Pa' Que Te Lo Goces was a Puerto Rican variety show directed by Tony Mojena. It aired on Telemundo Puerto Rico. It included comedies, charity campaigns, gossip, news, reality shows, contests, and singers, celebrities, and other special guests. Each section had its own host. The main show was hosted by Luis Raúl and Gricel Mamery.

Its catch phrase was: "Si no lo viste, te lo perdiste" (If you didn't see it, you missed it).
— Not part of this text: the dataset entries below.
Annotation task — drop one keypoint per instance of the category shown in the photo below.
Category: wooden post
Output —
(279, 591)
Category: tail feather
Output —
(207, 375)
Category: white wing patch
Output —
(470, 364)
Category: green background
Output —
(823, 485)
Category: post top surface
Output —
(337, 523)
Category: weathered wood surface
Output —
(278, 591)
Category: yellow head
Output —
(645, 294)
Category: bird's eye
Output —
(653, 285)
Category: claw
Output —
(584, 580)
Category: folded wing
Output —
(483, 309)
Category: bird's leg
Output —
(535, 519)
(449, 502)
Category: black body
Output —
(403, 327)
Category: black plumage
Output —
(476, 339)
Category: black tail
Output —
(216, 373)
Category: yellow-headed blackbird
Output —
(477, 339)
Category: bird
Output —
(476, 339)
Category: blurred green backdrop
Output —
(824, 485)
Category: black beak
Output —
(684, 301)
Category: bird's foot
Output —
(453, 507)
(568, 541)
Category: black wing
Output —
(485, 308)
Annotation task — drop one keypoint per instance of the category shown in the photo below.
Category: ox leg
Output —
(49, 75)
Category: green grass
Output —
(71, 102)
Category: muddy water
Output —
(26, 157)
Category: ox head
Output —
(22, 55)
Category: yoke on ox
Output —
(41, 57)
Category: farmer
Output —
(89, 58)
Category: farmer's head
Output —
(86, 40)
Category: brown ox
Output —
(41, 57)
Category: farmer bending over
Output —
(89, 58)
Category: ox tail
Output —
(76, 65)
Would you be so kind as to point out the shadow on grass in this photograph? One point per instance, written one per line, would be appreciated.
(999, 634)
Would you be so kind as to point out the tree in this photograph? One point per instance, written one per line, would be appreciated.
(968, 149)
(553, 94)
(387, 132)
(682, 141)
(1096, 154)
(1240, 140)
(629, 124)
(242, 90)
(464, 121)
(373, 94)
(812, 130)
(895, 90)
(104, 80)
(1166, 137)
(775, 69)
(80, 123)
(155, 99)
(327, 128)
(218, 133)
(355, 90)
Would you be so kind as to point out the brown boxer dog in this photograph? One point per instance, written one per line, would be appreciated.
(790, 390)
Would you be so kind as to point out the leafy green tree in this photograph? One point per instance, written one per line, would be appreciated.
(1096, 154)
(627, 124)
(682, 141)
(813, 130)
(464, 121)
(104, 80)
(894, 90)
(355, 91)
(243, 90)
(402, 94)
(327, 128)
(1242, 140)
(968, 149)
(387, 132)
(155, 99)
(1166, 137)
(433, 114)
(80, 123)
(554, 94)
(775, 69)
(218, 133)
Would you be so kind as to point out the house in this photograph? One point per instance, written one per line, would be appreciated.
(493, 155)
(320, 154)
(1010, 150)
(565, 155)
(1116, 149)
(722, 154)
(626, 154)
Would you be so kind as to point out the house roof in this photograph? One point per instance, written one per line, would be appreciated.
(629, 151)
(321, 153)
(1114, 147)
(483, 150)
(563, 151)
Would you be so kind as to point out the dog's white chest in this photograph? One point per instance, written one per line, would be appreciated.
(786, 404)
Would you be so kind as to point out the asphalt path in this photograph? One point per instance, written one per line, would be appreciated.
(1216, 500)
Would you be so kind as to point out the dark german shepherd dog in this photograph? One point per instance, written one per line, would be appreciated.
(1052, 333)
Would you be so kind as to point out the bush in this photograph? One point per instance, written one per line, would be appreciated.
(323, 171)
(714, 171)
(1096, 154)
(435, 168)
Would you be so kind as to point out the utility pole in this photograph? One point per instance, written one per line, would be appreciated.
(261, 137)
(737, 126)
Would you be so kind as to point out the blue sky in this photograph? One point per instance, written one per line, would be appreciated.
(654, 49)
It was created by Luis Raúl.

==Production==
The show last aired on September 10, 2006. The show was cancelled due to low ratings, weak ad sales, and strong competition from Univisión's number one show in ratings, Que Suerte, by Hector Marcano.

==Segments==
The program had various sections, including:

- "No Estás Solo": A person with a family problem or personal problem was invited to the show to resolve the problem.
- "Algun Día": Problems that can happen to anyone experienced by a guest.
- A gossip section called "Dicen Por Ahí" covered local and international gossip.
- A tarot reader section called "Encuentro Mágico con Patricia", in which viewers in.
- "Aguanta Presión": A hidden camera segment in which a person tried to pressure someone on the streets. Similar to Candid Camera. If the person resisted the tempatation, they won money.
- "Las Maletas": Several people in the live audience were randomly picked to participate for cash. Each received a briefcase with an amount of cash written on a card inside it. If the contestant guessed the number correctly, they won the amount that they guessed. The ranges were from $500 to $5,000.
- "Pégate Pa' Que Goces" involved a box with balls that each contained a number. The participant had to pick a number, if the number the person picked was on at least one of the three balls, they won.

Their weekly panel, in which the hosts and reporters discussed the most talked about the topic of the week.

==Hosts==
The hosts were Luis Raúl and Gricel Mamery, who followed original hosts Alexandra Fuentes, Johnny Lozada, and Fransheska Revilla.

==History==
In December 2005, the three main hosts were changed. In May 2006, comedians and DJs were removed.

==Reality sections==
- Puerto Rico Baila (Puerto Rico Dances): People competed in dancing to win a starting role in Las Estrellas Bailan 3.
- Las Estrellas Bailan (The Stars Dance): Famous Puerto Ricans who are not dancers, participated to win money for a charity. Season 1 (won by Angelique Burgos "La Burbu") and 2 finished.
- La Casa De Cristal (The Crystal House): Two couples lived inside a public crystal house for four weeks.
- Puerto Rico al Límite (Puerto Rico to the limit): The winner stayed in a Chevrolet Equinox for 42 days.

==Cancelled sections==
- La Verdad Tras La Noticia
- Bembeteo
- Comedias Sálvese Quien Pueda (e.g. No Te Entra El 4, Rayos Yaga, Objetivo Flema, and others)
- Sala De Espera
- WPQTLG Radio Station

==Parody==
On Televicentro's parody show, TV Ilegal, Pa' Que Te Lo Goces was parodied several times. The parody name was "Pa' Que Te Lo Roces".